The first was a human Swordsage, that used maneuvers and stances from the Desert Wind and the Shadow Hand schools. When he was in his "manic" state, he used only Desert Wind maneuvers, and he was flamboyant, happy, social and even foolhardy. When he was in his "depressive" state, he used Shadow Hand maneuvers, and was sneaky, reserved, taciturn and very cautious. The switch in personality came depending on the situation, but some strong emotion (anger, fear, lust) made him change personality instantaneously. My DM didn't like the character because it was a little unpredictable, but it was very fun to play.

The second was a genasi Swordmage, that had the Firesoul and Airsoul manifestations. The personalities were similar to the first character, and he used only elemental powers with the fire or ice keywords depending on the current manifestation. The switching was also similar, but he could switch personalities (and powers) during combat for the duration of the combat. When he reached paragon tier, he could go Stormsoul when using an action point...and that was his "real" personality, but emerged rarely. I planned to develop it further and by epic he'd be more Stormsoul that the other manifestations, but our campaign stopped. I was both DM and player, and while it was difficult to play a double character and be a DM, it was very funny and entertaining nonetheless.
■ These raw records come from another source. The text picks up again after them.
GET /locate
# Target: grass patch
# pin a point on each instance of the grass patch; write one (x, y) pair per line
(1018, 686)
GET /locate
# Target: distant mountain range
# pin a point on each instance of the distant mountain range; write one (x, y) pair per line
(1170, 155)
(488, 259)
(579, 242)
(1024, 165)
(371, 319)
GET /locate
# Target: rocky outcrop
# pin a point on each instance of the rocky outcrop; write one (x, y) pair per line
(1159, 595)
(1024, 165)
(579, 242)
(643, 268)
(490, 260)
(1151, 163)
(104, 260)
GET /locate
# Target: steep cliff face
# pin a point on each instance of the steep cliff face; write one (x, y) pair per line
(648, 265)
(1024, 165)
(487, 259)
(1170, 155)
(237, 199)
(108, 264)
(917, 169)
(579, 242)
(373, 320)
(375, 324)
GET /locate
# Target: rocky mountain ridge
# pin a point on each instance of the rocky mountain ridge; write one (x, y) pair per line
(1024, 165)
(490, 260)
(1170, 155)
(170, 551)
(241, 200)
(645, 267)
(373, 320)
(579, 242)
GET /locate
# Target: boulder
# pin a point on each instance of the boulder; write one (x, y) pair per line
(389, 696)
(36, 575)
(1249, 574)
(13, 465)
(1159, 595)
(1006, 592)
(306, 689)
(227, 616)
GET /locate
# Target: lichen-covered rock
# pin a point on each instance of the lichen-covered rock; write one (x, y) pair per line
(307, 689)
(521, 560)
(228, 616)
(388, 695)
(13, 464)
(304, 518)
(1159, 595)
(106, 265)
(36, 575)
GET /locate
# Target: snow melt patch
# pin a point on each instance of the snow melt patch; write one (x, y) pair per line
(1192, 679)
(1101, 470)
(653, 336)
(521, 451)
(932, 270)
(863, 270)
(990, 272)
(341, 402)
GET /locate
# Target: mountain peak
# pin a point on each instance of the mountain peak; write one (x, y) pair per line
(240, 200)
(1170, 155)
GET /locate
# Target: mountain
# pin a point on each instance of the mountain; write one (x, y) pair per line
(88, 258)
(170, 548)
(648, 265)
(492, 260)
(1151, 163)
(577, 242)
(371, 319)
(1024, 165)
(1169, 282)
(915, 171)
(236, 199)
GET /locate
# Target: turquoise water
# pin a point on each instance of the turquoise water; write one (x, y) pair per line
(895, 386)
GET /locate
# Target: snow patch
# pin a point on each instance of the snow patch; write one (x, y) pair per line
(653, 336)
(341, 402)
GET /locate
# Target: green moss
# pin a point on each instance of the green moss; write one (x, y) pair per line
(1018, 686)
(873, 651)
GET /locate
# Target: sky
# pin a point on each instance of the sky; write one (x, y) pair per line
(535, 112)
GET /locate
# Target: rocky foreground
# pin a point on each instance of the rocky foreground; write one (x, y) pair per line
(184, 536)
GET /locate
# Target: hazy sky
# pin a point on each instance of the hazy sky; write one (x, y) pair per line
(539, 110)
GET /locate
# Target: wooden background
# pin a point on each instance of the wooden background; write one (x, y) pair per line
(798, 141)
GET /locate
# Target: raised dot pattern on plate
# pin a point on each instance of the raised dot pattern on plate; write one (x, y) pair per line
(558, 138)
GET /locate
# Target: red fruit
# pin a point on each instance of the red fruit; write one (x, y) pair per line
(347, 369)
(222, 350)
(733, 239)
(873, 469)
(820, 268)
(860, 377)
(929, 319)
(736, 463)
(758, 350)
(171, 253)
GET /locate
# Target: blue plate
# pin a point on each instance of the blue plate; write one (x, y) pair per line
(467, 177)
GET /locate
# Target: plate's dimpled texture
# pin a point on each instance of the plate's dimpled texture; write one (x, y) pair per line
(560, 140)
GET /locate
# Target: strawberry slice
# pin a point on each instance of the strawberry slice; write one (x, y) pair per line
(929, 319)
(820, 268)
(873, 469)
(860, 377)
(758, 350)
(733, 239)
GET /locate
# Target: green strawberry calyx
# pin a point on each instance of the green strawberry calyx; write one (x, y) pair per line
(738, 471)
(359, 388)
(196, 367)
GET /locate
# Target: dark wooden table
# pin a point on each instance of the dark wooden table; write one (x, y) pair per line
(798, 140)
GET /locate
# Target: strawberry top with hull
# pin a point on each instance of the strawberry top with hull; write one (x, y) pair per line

The point is that if you can make the character fit in the game world, and if you don't abuse the mechanics, you can even bend the rules and have a great game experience. The alignment is not a problem in 4e, but in 3.0e and 3.5e could be, and it makes for even greater fun to switch whole classes (not only powers). If your DM agrees to bend the rules slightly, you will have a lot more fun, with a little more roleplaying effort.


I dont think real world disorders as they really are belong in D&D, but that doesn't mean the game is without forms of insanity based on old school rules. Alignment also plays a role here (more below).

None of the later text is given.